Reagan science adviser lays out administration's case for MX missile

The United States is superior to the Soviet Union in most areas of military technology. Where it lags behind the Soviets is in its determination to put that technology into weapons and build up its defenses, says President Reagan's science adviser.

George A. Keyworth, one of the most influential science advisers to work in the White House in some years, cites the debate over the MX missile as an example of the gap between America's technological strength and its inability to resolve differences and actually deploy weapons. When it was first conceived, says Dr. Keyworth, the MX was far more accurate than any missile the Soviet Union could produce.

Today, says the bespectacled, boyish-looking science adviser, the Soviets have achieved ''comparable accuracy.'' According to Keyworth, Soviet advances in military strength, including an advantage over the United States in numbers and size of its land-based missiles, have given Kremlin leaders ''a lot of leverage to be . . . quite aggressive in extending their influence.''

Keyworth, a physicist who had considerable experience dealing with nuclear weapons technology at the Los Alamos Scientific Laboratory, was interviewed prior to a bipartisan presidential commission's delivery to President Reagan on April 11 of a report on strategic forces. The report calls for the deployment of 100 MX missiles in existing silos during an interim period, to be accompanied by research and development on small, one-warhead missiles.

The 10-warhead MX has been widely criticized in Congress for being too vulnerable to Soviet attack and too threatening to the Soviets. The Reagan administration has been arguing, however, that the MX is needed to give the US leverage in arms control negotiations with the Soviets and to offset the Soviet advantage in big, land-based missiles. Dubbed ''Midgetman,'' the small missile is only 1/10th the size of the MX. It could easily be made mobile and thus be more easily hidden from a potential attacker.

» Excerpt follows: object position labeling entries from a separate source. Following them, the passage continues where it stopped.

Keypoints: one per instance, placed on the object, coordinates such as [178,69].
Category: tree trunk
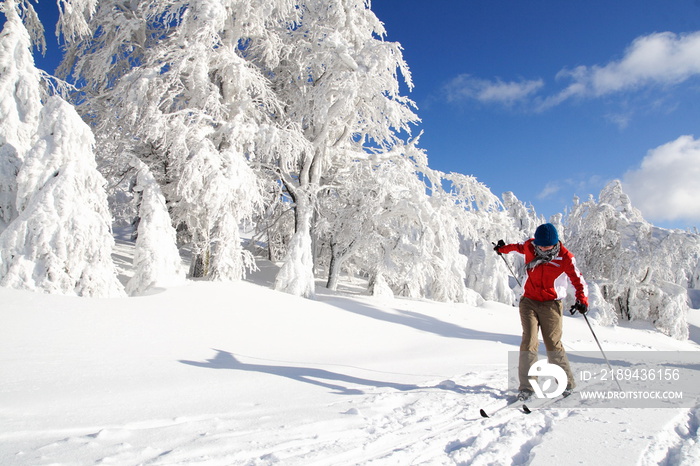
[334,268]
[296,275]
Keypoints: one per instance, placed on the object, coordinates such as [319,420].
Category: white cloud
[666,186]
[549,190]
[497,91]
[657,59]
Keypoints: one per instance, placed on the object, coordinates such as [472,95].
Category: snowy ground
[237,374]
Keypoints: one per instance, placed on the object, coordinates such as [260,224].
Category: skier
[549,266]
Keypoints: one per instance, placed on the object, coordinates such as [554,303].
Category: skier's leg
[529,342]
[551,317]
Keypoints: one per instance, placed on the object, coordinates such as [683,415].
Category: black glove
[580,307]
[498,246]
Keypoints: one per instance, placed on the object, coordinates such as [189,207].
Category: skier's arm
[577,280]
[517,247]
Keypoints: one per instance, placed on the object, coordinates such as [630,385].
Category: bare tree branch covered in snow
[642,270]
[285,118]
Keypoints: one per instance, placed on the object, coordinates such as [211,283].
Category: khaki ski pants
[546,315]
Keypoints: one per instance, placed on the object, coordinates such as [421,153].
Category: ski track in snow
[435,425]
[358,421]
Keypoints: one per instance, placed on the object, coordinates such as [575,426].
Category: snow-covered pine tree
[184,67]
[484,220]
[61,242]
[642,270]
[340,85]
[156,258]
[20,99]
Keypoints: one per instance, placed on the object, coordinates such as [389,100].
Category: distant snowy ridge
[206,119]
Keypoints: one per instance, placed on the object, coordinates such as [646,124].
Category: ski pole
[612,373]
[509,267]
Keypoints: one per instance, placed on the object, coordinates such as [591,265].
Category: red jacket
[548,281]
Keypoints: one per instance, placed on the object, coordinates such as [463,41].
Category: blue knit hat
[546,235]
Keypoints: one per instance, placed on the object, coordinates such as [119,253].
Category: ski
[536,404]
[511,404]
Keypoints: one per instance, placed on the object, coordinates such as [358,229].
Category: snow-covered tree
[156,258]
[339,81]
[20,100]
[61,241]
[183,67]
[642,270]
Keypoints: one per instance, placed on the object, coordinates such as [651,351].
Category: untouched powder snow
[238,374]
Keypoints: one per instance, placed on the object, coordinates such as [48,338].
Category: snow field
[237,374]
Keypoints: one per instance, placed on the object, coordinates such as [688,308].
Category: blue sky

Keyworth said there were still many unanswered questions as to how a small, single-warhead missile would fit into America's strategic forces. He said that it was ''very much worthy of study,'' but added, ''I think we're a long way right now from seeing a small missile in a basing mode that will significantly enhance our land-based ICBM capability.''

The science adviser said that one development that has gone largely unnoticed outside scientific and military circles has been a growing US ability to ''superharden'' the silos that would contain the projected MX missile. The issue is important partly because much congressional criticism has focused on the apparent inability of successive administrations to find effective ways of protecting the MX.

''This country really hasn't focused on superhardening for a long time,'' said Keyworth. ''. . . There are new ways of calculating, of theoretically modeling, structural systems. We have learned some important things and we've had some important experiments in the last year that make us much more confident in our ability to do the superhardening.

''The question of the MX missile and the land-based ICBM is a very tough problem for a rather fundamental reason: Many decades ago, the Soviets chose to . . . develop a missile capability which was what we would call relatively primitive in terms of accuracy, and they compensated for the accuracy with large-yield weapons.

''We, in turn, had higher technology, and we didn't feel the need for such big missiles, and such big weapons, because we could see higher accuracy. Well, now we're decades beyond that, and the Soviets have comparable accuracy - and gigantic missiles, gigantic warheads, and lots of them.

''And the fact of the matter is that the Soviets have a somewhat more capable land-based ICBM capability today, and it will become even more capable as time goes on. We're trying to address that issue with MX and a survivable basing mode for MX.''

One arm of the so-called triad of strategic nuclear forces - land-based ICBMs , submarines, and bombers - ''is clearly threatened'' by the Soviets, said Keyworth of US land-based ICBMs.

''The nation is not threatened, because we still possess, in particular, the strategic submarine deterrent,'' said the science adviser. ''But you have to ask yourself, of course, if that were ultimately threatened, then wouldn't the nation be threatened with a potential first strike by the Soviets, and the answer is yes.''

At the same time, Keyworth said the US had the lead over the Soviets in submarine technology as well as in the techniques of anti-submarine warfare.

''If you ask me where the Soviets are superior, I will only be able to find a few things that the Soviets do have - an attack submarine (Alpha) that can go deeper and faster than anything the US has,'' said Keyworth. ''On the other hand , I don't think it's a terribly important weapon.''

Keyworth said that despite the US technological lead, the Soviets have been able to close the technological gap through highly effective espionage and through the subsidiaries of high-technology companies that ''tend to leak technology.''

Keyworth said that at the moment priority items for Soviet spies would be the technology that goes into US antisubmarine warfare and into the projected radar-evading Stealth bomber.